I'm currently studying the "Learning from data" course - by Professor Yaser Abu, and I do not get the "bias-variance tradeoff" part of it. Actually, the concepts are fine $-$ the math is the problem.
In the lecture 08, he defined bias and variance as follows:
$\text{Bias} = \mathbb{E}_{\mathbf{x}}\left[(\bar{g}(\mathbf{x}) - f(\mathbf{x}))^2 \right]$, where $\bar{g}(\mathbf{x}) = \mathbb{E}_{\mathcal{D}}\left[g^{(\mathcal{D})}(\mathbf{x})\right]$
$\text{Var} = \mathbb{E}_{\mathbf{x}}\left[ \mathbb{E}_{\mathcal{D}}\left[( g^{(\mathcal{D})}(\mathbf{x}) - \bar{g}(\mathbf{x}))^2\right] \right]$
To clarify the notation:
- $\mathcal{D}$ means the data set $(\mathbf{x}_1, y_1), \cdots, (\mathbf{x}_n, y_n)$.

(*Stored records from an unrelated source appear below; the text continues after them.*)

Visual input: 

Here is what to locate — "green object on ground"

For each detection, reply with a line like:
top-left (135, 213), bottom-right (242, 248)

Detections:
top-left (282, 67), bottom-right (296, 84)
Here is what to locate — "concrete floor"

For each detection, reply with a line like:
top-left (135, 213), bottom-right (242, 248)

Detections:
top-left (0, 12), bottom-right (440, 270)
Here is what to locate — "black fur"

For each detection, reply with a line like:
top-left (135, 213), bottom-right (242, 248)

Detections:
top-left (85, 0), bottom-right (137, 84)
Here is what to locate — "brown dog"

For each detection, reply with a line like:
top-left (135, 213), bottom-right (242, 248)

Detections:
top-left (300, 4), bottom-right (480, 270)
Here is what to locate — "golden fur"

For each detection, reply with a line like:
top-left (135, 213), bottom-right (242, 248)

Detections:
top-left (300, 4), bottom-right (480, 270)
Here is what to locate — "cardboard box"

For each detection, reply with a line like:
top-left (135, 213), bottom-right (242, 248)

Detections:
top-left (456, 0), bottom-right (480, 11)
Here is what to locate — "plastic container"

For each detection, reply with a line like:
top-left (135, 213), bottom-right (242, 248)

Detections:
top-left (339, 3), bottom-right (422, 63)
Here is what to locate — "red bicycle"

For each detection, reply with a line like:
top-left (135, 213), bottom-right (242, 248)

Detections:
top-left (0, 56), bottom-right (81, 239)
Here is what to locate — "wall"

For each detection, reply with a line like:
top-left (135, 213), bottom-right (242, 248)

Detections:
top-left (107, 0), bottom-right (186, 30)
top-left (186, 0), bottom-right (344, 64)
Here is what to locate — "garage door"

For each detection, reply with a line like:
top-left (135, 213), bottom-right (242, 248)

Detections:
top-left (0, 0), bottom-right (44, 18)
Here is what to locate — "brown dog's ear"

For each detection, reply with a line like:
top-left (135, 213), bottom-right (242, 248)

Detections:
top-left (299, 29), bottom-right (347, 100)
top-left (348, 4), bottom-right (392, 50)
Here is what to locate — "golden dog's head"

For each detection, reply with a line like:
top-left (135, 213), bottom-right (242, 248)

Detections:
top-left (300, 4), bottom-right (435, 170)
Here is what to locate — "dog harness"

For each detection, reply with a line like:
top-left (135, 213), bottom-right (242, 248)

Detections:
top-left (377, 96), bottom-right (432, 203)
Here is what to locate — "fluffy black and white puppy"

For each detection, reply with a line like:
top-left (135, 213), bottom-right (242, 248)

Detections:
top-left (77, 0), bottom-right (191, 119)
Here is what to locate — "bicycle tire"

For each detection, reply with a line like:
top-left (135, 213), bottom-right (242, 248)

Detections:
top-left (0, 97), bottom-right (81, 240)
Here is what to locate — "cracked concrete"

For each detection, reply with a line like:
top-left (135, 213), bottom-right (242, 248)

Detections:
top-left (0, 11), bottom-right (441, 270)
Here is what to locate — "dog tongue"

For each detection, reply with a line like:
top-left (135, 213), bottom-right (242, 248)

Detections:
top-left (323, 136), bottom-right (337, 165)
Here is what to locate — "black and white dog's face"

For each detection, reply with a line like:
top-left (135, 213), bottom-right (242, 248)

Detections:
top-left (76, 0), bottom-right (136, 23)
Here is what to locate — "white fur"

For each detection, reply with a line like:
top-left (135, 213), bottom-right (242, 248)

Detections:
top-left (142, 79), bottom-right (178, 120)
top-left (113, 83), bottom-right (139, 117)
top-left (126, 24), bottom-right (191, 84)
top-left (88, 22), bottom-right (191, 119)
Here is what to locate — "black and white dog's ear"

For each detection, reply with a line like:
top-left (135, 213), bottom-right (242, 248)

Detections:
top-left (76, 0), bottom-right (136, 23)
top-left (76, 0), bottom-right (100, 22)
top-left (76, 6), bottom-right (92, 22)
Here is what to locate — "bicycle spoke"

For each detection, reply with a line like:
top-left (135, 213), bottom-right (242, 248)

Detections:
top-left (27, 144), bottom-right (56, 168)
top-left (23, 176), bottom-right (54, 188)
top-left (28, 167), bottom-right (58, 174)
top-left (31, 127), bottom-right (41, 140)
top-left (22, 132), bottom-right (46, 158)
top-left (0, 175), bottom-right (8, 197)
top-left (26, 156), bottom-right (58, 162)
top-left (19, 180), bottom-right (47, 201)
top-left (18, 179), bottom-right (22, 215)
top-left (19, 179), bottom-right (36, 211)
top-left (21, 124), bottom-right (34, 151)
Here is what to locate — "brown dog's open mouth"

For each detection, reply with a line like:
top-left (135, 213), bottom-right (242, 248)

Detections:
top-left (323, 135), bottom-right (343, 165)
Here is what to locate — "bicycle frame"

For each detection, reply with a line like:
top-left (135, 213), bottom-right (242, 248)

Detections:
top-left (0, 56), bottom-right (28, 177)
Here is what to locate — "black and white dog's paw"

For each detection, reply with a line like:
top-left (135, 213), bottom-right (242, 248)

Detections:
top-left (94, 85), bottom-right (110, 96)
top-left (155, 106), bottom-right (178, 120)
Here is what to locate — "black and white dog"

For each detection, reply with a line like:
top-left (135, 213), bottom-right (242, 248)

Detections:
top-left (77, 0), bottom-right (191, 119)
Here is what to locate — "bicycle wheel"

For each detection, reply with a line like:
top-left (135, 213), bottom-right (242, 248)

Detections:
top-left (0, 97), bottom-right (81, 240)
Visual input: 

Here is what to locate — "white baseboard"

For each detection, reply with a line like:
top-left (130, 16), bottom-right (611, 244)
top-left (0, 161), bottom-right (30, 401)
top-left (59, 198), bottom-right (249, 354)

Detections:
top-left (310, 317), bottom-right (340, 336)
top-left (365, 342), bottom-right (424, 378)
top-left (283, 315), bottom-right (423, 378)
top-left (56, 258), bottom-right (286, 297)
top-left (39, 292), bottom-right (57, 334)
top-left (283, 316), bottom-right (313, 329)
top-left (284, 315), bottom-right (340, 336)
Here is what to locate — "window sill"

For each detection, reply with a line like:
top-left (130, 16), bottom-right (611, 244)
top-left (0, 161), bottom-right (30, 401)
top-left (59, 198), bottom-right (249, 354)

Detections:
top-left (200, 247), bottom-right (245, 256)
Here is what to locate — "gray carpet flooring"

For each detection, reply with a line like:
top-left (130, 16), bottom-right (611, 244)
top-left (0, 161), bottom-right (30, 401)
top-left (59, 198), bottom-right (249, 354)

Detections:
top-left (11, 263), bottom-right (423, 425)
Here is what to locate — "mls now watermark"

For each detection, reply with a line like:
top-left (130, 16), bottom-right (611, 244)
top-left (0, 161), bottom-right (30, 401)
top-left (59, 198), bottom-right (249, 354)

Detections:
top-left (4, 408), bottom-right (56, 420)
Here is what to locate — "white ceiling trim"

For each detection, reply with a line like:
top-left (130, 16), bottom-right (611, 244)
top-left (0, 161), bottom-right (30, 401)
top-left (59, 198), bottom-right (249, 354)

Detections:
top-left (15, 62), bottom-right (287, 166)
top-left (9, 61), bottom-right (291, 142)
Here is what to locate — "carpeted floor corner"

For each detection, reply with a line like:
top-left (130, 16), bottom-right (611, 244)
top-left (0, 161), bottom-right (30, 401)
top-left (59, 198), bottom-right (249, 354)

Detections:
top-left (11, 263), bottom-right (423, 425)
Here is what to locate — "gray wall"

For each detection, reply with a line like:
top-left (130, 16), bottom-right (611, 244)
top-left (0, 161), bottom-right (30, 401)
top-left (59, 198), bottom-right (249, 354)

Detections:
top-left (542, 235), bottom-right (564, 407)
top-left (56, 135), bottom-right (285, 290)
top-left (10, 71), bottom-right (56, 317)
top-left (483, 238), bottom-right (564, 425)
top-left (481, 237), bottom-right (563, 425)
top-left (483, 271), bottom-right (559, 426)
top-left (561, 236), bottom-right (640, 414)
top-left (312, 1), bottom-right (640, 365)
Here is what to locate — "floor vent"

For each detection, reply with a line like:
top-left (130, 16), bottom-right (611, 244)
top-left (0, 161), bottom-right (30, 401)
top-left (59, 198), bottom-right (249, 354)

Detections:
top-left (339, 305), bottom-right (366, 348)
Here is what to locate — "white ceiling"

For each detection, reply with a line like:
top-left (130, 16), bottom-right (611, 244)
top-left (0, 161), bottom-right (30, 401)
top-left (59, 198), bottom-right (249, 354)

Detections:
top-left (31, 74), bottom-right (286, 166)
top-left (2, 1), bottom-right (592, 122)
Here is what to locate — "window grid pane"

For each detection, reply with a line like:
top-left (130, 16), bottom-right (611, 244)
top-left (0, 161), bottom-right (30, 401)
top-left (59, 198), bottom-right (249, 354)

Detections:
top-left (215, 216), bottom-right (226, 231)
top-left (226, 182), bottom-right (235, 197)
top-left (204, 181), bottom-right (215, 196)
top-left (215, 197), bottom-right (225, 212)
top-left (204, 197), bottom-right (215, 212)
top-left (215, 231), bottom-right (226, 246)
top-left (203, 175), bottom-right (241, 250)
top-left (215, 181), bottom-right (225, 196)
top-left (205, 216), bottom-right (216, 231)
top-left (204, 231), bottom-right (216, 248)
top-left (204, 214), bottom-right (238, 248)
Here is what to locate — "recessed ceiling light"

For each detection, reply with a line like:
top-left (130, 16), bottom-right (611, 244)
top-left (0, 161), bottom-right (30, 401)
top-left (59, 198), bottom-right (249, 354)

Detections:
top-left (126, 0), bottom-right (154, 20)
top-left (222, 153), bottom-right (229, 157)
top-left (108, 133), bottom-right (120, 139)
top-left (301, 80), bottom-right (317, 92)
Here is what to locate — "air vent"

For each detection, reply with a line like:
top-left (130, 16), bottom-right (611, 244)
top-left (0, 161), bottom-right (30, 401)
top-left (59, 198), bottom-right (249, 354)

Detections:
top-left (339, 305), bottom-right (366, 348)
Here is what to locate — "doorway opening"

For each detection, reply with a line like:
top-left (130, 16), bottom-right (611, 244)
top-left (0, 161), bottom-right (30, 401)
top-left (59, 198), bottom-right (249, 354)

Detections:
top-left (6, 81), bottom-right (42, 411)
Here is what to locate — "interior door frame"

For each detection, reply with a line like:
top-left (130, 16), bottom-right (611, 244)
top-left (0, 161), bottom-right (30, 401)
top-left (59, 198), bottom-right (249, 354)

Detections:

- $g$ is the function that approximates $f$; i.e., I'm estimating $f$ by using $g$. In this case, $g$ is chosen by an algorithm $\mathcal{A}$ in the hypothesis set $\mathcal{H}$.
After that, he proposed an example that was stated in the following manner:
Example: Let $f(x) = \sin(\pi x)$ and a data set $\mathcal{D}$ of size $N = 2$. We sample $x$ uniformly in $[-1, 1]$ to generate $(\mathbf{x}_1, y_1)$ and $(\mathbf{x}_2, y_2)$. Now, suppose that I have two models, $\mathcal{H}_0$ and $\mathcal{H}_1$.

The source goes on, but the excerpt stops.